Big Data in the Military – Preparing for AI

Millicent Abadicio

Millicent is a writer and researcher for Emerj, with a career background in traditional journalism and academic research.

Big Data in the Military - Intelligence Gathering and AI

Large volumes of data, managed properly, are a boon for many industries, including the military. It would not be possible to mount effective military operations without knowing the when, where, and what in deploying resources. Military big data, therefore, helps defense leaders make better decisions, provided it is not “dark data.”

The term “big data” was coined more than two decades ago in a paper presented at the 8th IEEE Conference on Visualization in 1997.  The term describes single data sets so large it did not fit into main memory.
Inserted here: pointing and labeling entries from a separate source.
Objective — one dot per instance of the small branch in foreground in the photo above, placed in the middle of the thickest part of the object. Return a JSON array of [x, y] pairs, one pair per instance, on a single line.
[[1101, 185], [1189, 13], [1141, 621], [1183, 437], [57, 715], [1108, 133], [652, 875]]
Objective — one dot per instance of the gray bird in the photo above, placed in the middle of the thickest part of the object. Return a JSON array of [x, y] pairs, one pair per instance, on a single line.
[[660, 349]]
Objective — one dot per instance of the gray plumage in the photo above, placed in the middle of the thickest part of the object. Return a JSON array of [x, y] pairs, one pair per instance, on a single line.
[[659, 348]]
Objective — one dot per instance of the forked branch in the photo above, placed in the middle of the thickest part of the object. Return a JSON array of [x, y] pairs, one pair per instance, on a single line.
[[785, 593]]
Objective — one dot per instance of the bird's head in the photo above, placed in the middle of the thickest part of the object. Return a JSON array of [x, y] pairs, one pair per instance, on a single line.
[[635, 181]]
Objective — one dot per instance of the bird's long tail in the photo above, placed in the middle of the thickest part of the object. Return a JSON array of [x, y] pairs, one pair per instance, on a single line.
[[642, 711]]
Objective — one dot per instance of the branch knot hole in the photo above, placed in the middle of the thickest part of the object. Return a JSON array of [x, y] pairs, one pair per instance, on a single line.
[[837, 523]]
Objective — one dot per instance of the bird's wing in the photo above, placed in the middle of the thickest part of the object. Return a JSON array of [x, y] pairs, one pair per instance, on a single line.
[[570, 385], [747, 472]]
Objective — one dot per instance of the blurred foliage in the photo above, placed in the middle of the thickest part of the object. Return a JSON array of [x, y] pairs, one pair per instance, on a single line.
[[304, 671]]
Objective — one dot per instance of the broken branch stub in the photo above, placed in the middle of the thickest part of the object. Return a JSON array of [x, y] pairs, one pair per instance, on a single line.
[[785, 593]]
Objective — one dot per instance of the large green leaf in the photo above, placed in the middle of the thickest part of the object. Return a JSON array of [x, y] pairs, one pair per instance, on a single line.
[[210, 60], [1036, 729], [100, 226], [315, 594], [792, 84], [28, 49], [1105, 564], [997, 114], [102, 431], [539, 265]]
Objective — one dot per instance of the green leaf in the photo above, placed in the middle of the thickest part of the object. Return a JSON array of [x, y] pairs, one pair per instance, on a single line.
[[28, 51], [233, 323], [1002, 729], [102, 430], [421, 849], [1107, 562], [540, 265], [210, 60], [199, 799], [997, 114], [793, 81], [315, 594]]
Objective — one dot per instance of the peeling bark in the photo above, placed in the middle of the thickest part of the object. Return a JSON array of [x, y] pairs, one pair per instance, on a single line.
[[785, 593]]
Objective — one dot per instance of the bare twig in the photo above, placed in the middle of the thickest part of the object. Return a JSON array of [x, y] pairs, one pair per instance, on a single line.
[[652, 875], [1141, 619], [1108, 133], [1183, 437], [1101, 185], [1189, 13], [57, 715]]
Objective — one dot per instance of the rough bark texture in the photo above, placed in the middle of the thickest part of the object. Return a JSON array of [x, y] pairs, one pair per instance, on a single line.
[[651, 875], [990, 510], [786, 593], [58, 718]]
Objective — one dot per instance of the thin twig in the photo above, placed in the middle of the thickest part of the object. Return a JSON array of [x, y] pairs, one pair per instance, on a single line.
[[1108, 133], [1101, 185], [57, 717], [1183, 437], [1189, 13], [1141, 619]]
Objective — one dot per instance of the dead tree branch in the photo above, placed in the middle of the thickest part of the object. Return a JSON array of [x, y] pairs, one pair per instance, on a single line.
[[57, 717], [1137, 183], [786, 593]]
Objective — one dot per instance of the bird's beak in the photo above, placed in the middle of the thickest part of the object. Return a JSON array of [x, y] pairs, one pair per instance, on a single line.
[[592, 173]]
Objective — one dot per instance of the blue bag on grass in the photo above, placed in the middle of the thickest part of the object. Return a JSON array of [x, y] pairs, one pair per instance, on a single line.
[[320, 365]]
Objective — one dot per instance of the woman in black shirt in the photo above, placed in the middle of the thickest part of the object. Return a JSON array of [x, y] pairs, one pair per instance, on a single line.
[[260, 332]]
At that time, computer memories were in megabytes, with the most powerful running at 128 MB. With even more data coming in at an increasing pace because of information sharing among scientists over the internet, it is no wonder there was so much pressure to develop technology to handle big data.

Today, the cheapest smartphone runs on one Gigabyte (1000 MB) of memory, so ever-growing volumes of data is not as much of a problem as before. To put it in today’s terms, the world data volume in 2013 was 4.4 zettabytes (1 zettabyte = 44 trillion GB), and this might likely rise to 44 zettabytes or more by 2020. However, advanced computer hardware has made data gathering and storing relatively cheap and easy. Additionally, recent developments in artificial intelligence (AI) and machine learning (ML) technology, analysis has also become much more manageable.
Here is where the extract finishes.